# Croce Domini zum Idrosee



## tintinMUC (20. November 2007)

...die Frage ist nicht ganz neu, aber mir fehlen noch ein paar Details/persönliche Empfehlungen:

Wenn man an dem Tag in *Breno *losgefahren ist und am *Passo Croce Domini *steht und runter an den *Idrosee *will, was ist die beste Alternative?

über den *Dos dei Galli/Passo Maniva *nach Anfo? Viel Strasse/Schotter, schöne Landschaft aber keine trails  (ausser man nimmt das Stück ab Cima Ora über den Cima Breda/Weg432 - hat das schon mal einer gemacht?)

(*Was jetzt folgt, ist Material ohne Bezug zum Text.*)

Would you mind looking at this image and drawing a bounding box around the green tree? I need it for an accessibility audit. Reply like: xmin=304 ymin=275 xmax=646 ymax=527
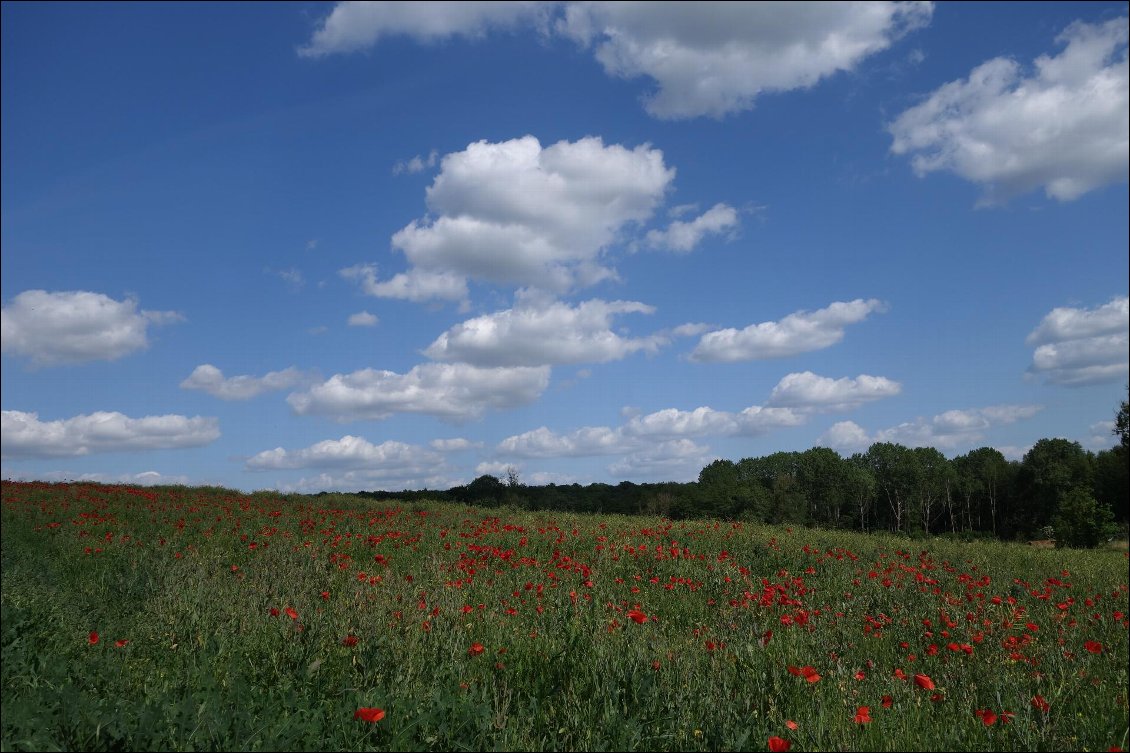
xmin=1052 ymin=488 xmax=1114 ymax=548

ein Stück auf der SS669 ins Val Dorizzo und dann über Malga Vaimane auf einen trail (Weg 425), dann über den *Costone delle Cornelle/Passo Val Marza *runter nach Londrone? Schöner trail aber nicht alles fahrbar...

oder auf der SS669 ins Val Dorizzo und dann über den *Passo Bruffione *Richtung Ledrosee? Da kommt man nur ein Stück vom Idrosee ab...

oder gibt's noch andere Alternativen - ausser jetzt einfach stumpf das Val Dorizzo runterzubügeln?
Was sind so die persönlichen Vorlieben der üblichen tour-Helden? Vergleichende Darstellungen wären prima


----------



## OptiMist (20. November 2007)

Ja ich bin dises Jahr über den Passo Maniva gefahren. Mir hat die Strecke extrem gut gefallen.
Du hast allerdings recht, es gibt nur kurze trailstücke. Allerdings ist die Route, wenn man Breno startet, schon recht anstrengend. Deshalb war ich ganz froh eine Strecke zu fahren die man einfach nur genießen kann.
Ich würde diesen Weg jederzeit gerne wieder Fahren.
Viel Spass

Hups 
Gerade erst gesehen das ich mich ungefragt eingemischt habe, ich bin ja gar kein Tour Held.
Wenn du trotzdem noch weitere Infos oder GPS Daten haben willst, melde dich.


----------



## MTB-News.de




----------



## tintinMUC (20. November 2007)

OptiMist schrieb:


> Hups
> Gerade erst gesehen das ich mich ungefragt eingemischt habe, ich bin ja gar kein Tour Held.
> Wenn du trotzdem noch weitere Infos oder GPS Daten haben willst, melde dich.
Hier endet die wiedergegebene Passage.